Quelle doit être aujourd'hui notre position ?
C'est. je crois, celle-là même que j'ai clairement définie
sur le terrain des Tagarins au Ministre de la Reconstruction, lors de
son récent passage : « Nous ne sommes ni pour ni contre
la réalisation projetée, mais nous voulons voir et connaître
avant d'engager des dépenses considérables dont le montant
exact ne paraît pas arrété ".
Si j'ai parlé de quartier résidentiel, c'est eu égard
au fait que, quelle que soit la suite donnée au projet - qui
dans tous les cas devra réserver le maximum aux espaces libres
en jardins pour constituer une sorte de poumon de cette zone agglomérée
-, il n'est pas possible d'exclure l'idée d'édifier aux
alentours des constructions à usage d'habitat.
C'est d'ailleurs le sentiment de l'auteur même du projet, M. Tombarel,
qui, de sa propre initiative, nous a récemment soumis une étude
intéressante dans ce sens.
Quoi qu'il en soit, il y a lieu de préciser que ces terrains
n'appartiennent pas à la Ville, mais à l'Algérie
et à l'Education Nationale qui, en définitive, demeurent
seuls maîtres de la destination à leur donner.

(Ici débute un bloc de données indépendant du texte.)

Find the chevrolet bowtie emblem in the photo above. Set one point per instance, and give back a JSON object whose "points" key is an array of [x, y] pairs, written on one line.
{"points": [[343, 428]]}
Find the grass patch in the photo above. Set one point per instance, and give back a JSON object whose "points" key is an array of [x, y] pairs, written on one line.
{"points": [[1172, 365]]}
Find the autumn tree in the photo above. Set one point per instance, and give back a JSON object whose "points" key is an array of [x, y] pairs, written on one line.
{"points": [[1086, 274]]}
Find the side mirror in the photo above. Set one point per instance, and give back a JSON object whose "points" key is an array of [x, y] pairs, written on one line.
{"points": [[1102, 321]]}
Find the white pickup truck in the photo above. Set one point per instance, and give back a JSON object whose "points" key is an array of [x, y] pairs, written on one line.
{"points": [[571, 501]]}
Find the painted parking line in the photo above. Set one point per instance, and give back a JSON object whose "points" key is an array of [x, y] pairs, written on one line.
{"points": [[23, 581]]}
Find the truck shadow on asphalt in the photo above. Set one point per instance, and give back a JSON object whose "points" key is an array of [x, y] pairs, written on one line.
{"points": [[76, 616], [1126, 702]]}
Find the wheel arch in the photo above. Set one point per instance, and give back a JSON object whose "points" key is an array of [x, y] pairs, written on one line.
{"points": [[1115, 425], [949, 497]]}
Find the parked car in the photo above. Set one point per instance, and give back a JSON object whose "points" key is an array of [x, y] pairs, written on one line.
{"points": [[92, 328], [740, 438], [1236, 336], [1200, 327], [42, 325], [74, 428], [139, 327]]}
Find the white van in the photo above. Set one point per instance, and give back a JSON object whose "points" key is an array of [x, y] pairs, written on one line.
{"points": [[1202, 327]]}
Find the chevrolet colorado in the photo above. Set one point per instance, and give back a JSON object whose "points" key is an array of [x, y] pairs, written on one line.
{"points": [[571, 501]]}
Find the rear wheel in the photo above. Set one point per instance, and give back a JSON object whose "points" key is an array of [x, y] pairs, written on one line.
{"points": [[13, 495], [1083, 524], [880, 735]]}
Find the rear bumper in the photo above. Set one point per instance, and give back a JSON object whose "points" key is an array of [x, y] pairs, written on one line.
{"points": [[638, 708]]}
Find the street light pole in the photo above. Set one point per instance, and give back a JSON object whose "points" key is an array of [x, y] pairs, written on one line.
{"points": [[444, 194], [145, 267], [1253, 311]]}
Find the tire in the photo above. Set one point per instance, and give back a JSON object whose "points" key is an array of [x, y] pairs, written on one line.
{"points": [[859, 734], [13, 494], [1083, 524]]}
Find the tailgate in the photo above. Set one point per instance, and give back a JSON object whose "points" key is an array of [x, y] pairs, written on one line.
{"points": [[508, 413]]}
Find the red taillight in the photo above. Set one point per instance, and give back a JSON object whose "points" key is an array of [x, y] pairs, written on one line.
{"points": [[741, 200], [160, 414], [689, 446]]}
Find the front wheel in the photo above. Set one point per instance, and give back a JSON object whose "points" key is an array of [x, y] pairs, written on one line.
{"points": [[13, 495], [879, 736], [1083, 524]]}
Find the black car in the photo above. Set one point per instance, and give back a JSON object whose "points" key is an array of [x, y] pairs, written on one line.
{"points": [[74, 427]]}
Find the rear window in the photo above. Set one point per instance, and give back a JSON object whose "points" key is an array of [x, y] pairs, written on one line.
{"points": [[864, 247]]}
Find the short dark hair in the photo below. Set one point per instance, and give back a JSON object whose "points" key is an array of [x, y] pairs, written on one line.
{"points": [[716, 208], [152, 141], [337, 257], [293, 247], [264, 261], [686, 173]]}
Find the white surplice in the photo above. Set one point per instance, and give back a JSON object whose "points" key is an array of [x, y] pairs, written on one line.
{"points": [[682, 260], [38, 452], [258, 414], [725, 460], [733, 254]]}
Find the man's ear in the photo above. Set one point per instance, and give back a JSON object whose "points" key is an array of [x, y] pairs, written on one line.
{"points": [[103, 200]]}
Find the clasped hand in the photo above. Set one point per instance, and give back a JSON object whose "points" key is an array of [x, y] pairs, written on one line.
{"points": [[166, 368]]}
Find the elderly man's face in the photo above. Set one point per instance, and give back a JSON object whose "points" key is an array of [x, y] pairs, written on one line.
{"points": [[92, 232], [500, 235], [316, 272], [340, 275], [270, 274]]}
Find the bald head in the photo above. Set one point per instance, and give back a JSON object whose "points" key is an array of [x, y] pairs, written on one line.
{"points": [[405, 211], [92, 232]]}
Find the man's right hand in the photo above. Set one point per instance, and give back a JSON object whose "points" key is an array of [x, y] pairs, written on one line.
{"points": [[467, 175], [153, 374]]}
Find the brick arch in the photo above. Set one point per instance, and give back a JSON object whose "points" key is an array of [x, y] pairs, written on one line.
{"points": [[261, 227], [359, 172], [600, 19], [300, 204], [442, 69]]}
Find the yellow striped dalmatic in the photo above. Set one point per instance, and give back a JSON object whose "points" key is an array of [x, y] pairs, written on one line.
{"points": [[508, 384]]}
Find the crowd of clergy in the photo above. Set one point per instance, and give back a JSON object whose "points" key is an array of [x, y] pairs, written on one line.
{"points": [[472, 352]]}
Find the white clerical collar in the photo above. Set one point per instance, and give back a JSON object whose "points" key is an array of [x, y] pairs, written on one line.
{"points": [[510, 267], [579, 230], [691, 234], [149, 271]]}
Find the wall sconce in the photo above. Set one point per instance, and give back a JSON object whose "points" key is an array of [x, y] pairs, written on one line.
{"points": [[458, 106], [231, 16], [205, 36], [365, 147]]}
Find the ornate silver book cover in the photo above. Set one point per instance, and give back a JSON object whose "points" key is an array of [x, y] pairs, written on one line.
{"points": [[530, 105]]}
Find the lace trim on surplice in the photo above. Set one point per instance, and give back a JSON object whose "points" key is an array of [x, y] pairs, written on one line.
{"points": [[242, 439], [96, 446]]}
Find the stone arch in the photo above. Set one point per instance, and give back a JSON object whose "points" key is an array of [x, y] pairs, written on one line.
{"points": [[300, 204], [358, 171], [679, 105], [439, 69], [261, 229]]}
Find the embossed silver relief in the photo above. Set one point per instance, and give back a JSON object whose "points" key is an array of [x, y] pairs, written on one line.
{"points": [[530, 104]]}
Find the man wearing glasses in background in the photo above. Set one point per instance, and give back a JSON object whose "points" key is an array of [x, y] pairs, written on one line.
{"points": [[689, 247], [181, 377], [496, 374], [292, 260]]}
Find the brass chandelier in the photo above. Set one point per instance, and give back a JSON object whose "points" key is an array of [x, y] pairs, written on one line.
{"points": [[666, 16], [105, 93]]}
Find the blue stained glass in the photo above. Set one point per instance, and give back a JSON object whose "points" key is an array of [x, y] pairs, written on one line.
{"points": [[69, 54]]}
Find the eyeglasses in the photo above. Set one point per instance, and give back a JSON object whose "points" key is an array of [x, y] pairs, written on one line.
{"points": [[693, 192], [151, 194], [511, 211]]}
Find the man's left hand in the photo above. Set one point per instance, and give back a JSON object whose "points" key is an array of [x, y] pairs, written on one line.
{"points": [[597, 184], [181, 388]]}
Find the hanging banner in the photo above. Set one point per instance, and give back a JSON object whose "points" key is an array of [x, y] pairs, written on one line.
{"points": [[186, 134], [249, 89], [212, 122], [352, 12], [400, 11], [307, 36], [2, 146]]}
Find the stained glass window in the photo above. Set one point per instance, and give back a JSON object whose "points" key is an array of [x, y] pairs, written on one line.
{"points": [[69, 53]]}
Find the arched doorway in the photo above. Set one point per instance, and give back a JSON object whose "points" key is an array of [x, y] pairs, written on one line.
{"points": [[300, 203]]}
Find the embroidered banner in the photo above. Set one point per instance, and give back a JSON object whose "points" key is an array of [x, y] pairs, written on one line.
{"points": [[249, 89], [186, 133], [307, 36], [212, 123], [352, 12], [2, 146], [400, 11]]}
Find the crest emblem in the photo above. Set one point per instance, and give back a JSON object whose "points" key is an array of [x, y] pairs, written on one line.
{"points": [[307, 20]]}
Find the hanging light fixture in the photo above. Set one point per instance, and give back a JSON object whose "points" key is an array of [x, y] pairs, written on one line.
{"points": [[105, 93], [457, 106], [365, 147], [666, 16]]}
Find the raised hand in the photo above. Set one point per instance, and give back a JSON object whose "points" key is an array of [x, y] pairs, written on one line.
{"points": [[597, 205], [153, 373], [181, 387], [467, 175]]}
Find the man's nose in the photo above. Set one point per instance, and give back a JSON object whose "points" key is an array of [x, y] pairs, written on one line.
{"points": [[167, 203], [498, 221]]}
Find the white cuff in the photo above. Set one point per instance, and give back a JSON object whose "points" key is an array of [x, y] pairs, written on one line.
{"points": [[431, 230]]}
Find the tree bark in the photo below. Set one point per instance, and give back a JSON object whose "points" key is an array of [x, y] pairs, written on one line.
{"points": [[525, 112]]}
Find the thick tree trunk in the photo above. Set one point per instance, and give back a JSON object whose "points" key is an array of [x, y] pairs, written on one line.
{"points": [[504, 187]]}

Il est donc absurde ou malveillant de parler, comme il l'a été
fait, de spéculation sur ces terrains.
Pour conclure, je dirai que l'intérêt des sportifs est
une chose dont nous sommes parfaitement conscients et soucieux. La Municipalité
ne manquera jamais de le prouver par son aide, mais ce serait faire
une bien mauvaise besogne que de vouloir opposer l'intérêt
particulier du sport à l'intérêt général
tout court, et lui accorder une quelconque priorité.
Car tout sportif est aussi un citoyen dont nous défendons les
intérêts généraux parce que nous sommes ses
mandataires.
Nous lui devons donc des comptes à un double titre.
Qu'on ne nous reproche pas d'y veiller.